Social Manipulation Masquerading as Information

Introduction: The Tsk Tsk of AI

For the past five months, I’ve immersed myself in the current AI ecosystem—trying every major system, using them daily for writing, coding, and brainstorming. Yet one fact stands out: these systems are not neutral, and they never can be. They have built-in moral judgments and preferred narratives. Question their assumptions, and they reproach you with a “Tsk, tsk.” In fact, I’ve gotten that a lot.

This experience has led me to an important realization:

I am afraid of AI. Not because I worry it will become superintelligent next year and render humans obsolete (as I’ve written about previously), but because I worry it will be used as a tool for social control. The ultimate propaganda machine.

AI is becoming social manipulation masquerading as information. Humanity is now building an infrastructure capable of molding thought at scale, under the guise of helpful assistants. The disturbing prospect is that AI’s so-called safety mechanisms can be weaponized to unify consensus and suppress dissent—even unintentionally—in subtle ways most people won’t even notice. All in the name of protecting users from so-called harm. The real danger of AI isn’t runaway superintelligence or the replacement of human labor; it’s the subversion of freedom of thought. It’s injecting safetyism into your subconscious.

The quest for AI safety often centers on alignment: ensuring that advanced systems act in accordance with some canonical set of human values. When a handful of institutions define which values matter, safety becomes a pretext for entrenching their beliefs as universal. Even if the people training these systems have the best of intentions—and I generally believe that is the case—you are still being fed someone else’s beliefs. If you didn’t train the AI yourself, those values almost certainly aren’t yours.

AI as the Ultimate Propaganda Machine

Today’s large language models (LLMs) are already shaping the narrative every time you interact with them, simply because certain tokens have higher probability and others lower. Some topics are brought to the forefront, others suppressed. These probabilities reflect both the training data and the human feedback used for reinforcement learning. As I stated above, if you aren’t providing the data or feedback for the model you’re using, then you are not in control of how it will act in the future. You are being controlled.

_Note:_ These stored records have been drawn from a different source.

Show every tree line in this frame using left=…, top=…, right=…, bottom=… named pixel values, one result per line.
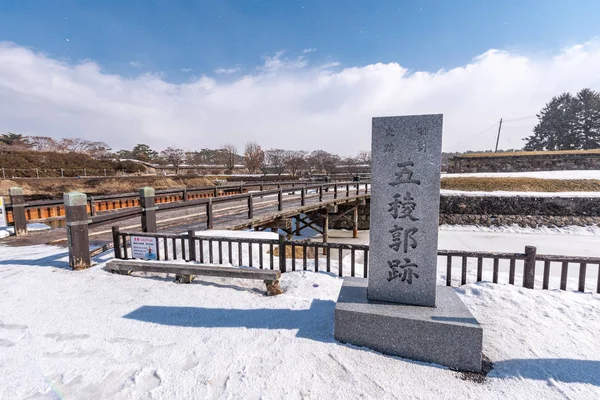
left=524, top=88, right=600, bottom=150
left=0, top=132, right=371, bottom=176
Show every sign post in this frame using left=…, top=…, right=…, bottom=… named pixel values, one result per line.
left=0, top=197, right=8, bottom=228
left=131, top=236, right=158, bottom=260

Presenting these systems as offering helpful, objective assistance is especially worrying. But they are created by for-profit companies; you wouldn’t use them if they were presented as a possible means of social control. Moreover, I don’t think the people developing these models think that’s what they’re doing! They are trying their best, but it doesn’t matter—any system that doesn’t put control directly in the user’s hands will lead to the same outcome.

In times of crisis—political upheaval, pandemic response, or widespread unrest—calls for safety and stability escalate; and there’s always a crisis. So there’s always some reason to push the narrative one way or another. The moral justification often goes:

“Yes, we are biased toward or against certain ideas. But it’s for safety. Stability. Social good.”

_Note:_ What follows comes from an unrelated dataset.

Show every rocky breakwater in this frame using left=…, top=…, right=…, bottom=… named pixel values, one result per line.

Historically, such justifications have often led to curtailed freedoms and increased surveillance, from the Inquisition to the modern security state. If these AI systems reach the scale people predict they will—and I think that’s a user experience problem, not a technological one—then we will find ourselves with a propaganda machine even more powerful than social media. And we’ve seen how well social media has turned out.

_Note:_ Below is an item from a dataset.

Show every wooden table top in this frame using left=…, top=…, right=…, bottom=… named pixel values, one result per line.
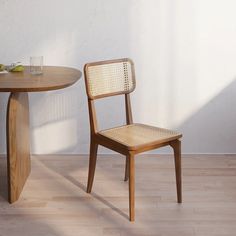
left=0, top=66, right=82, bottom=92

Safety Is Just the Suppression of Ideas Some People Don’t Like

History offers cautionary tales: the 17th-century Church suppressed Galileo for heresy, halting cosmic discoveries; Orwell warned of brute censorship in 1984; Huxley depicted a society lulled by pleasure into docile compliance. All these resonate with AI’s capacity to shape minds under the banner of safety and stability. But if we aren’t aware of the potential for thought control, we may lose our ability to think for ourselves. If the AGI knows best, and it isn’t aligned with me, then who is me?

When every recommendation engine points to consensus, the result is a forced march toward intellectual monoculture. The cause is simple to see, and impossible to ignore once you see it. When you ask an LLM a question and there are two possible answers, A and B, which one will the LLM give you? The one you want, or the one the people who trained it want?

The Path to Freedom Is Personal AIs, Owned and Trained Locally

A natural antidote to centralized manipulation—intentional or not—is to make it possible for individuals to own and train their own models. If each user can align a model to their own beliefs, the user decides which moral or factual constraints the model abides by. There are real research challenges to overcome—plus engineering and user experience hurdles. However, I believe that all of these can be overcome with creativity and effort. The history of computing is one in which new products launch for the mainframe, then evolve to the personal computer. To save ourselves from AI, we need a new personal computing revolution.

Conclusion

AI’s ability to generate polished, persuasive narratives is incredible—but inevitably steered. Under the banner of safety, we risk forging the perfect tool for thought control, each of us lulled into believing we have an objective guide. Right now, AI safety is veering towards social control because the user isn’t holding the steering wheel. To free our future selves, we must launch a new personal computing revolution—one where everyone owns and trains their own AI. This isn’t a technological revolution, it's a declaration of independence for human cognition.